La imposición, curioso, en el contexto de sociedades democráticas, de un pensamiento único, no ha sido ni ha proliferado con la placidez que se auguraba. Con el tiempo y la consciencia que la sociedad civil ha ido tomando de esta sutil dictadura ideológica, por eliminación de cualquier oposición, ha generado la aparición de movimientos de repulsa, de carácter parcial –fruto del atomismo postmoderno y el interés del neoliberalismo- como el movimiento antiglobalización, el alza del movimiento ecologista, movimiento gay y en los últimos años de crisis los indignados, las mareas, movimientos en defensa de viviendas dignas. Nada más peligroso para el neoliberalismo, como pensamiento único, esta diáspora de frentes de resistencia que se oponen desde la lucha en las calles y con convicciones ideológicas propias, a la ejecución de principios capitalistas que califican de injustos. El riesgo siempre es que pueda darse una unión de estos corpúsculos disidentes.

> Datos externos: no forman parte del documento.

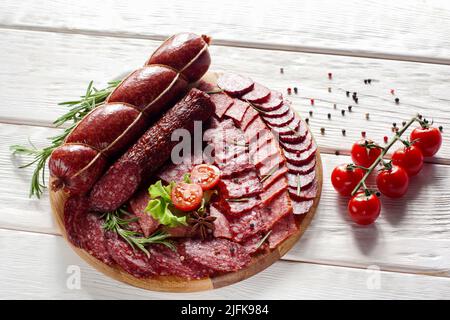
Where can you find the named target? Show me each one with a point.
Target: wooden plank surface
(412, 30)
(40, 266)
(412, 235)
(63, 73)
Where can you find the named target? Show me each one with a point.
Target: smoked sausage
(137, 102)
(151, 151)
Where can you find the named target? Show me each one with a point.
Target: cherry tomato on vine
(205, 175)
(187, 196)
(364, 209)
(345, 177)
(409, 158)
(365, 152)
(393, 182)
(428, 140)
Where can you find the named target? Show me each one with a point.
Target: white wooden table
(50, 50)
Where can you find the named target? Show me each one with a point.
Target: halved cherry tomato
(409, 158)
(364, 209)
(393, 182)
(344, 178)
(365, 152)
(187, 196)
(428, 140)
(205, 175)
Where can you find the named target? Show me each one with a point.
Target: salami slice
(280, 121)
(237, 111)
(259, 94)
(222, 103)
(220, 255)
(296, 137)
(298, 147)
(135, 262)
(302, 169)
(278, 208)
(274, 190)
(235, 84)
(236, 208)
(279, 112)
(94, 238)
(243, 185)
(288, 128)
(301, 158)
(250, 115)
(274, 102)
(302, 206)
(273, 176)
(305, 193)
(137, 206)
(282, 230)
(304, 180)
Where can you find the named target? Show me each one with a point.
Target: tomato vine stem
(397, 136)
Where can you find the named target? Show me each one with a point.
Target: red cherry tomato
(362, 155)
(205, 175)
(364, 209)
(409, 158)
(428, 140)
(187, 196)
(345, 178)
(393, 182)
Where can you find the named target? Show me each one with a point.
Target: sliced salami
(222, 103)
(279, 112)
(243, 185)
(304, 180)
(298, 147)
(296, 137)
(305, 193)
(274, 102)
(273, 176)
(235, 84)
(137, 206)
(280, 121)
(135, 262)
(274, 190)
(302, 169)
(250, 115)
(282, 230)
(259, 94)
(237, 111)
(289, 128)
(301, 206)
(217, 254)
(236, 208)
(301, 158)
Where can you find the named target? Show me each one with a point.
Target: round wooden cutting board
(174, 284)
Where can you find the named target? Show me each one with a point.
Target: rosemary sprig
(78, 109)
(114, 222)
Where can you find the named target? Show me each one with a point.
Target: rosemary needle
(78, 109)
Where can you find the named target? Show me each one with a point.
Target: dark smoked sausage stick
(151, 150)
(108, 130)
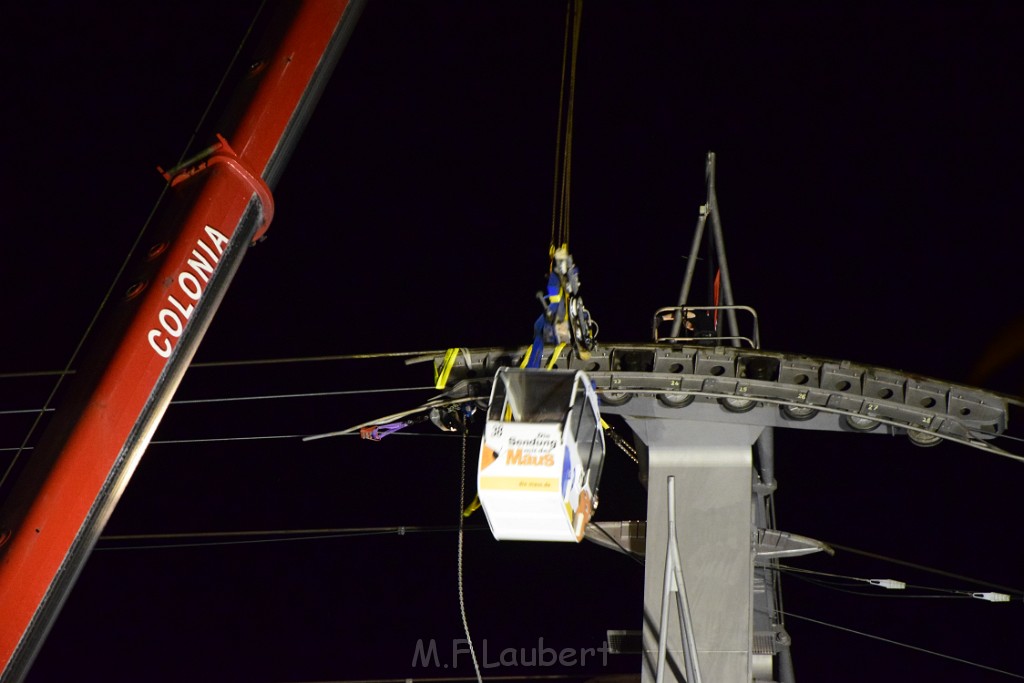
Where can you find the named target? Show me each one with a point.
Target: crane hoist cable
(564, 319)
(563, 139)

Así, tal vez se apresuró Fukuyama al denominar a este estadio de triunfo ideológico del liberalismo como fin de la historia, y al hombre, como el último. Primero, porque es difícil que el hombre se someta de buen grado a intentos de dominio, por sutiles que sean, en cuanto éste adquiere conciencia. Que otras ideologías se hayan mostrado impotentes, no implica que toda posible ideología lo sea, excepto el liberalismo, más aún cuando las limitaciones de éste son evidentes y tal vez sigue vigente porque es la forma de organizar la sociedad que beneficia a los más poderosos económicamente. En este sentido, la historia no finaliza hasta que no tenga fin la especie humana, porque esta sigue un proceso dinámico para bien o para mal. Por lo tanto, tampoco es el hombre liberal el último. Quizás, lo que acabe definiendo al hombre último no sea su ideología, sino sus acciones, y me temo que esto puede ser más grave aún.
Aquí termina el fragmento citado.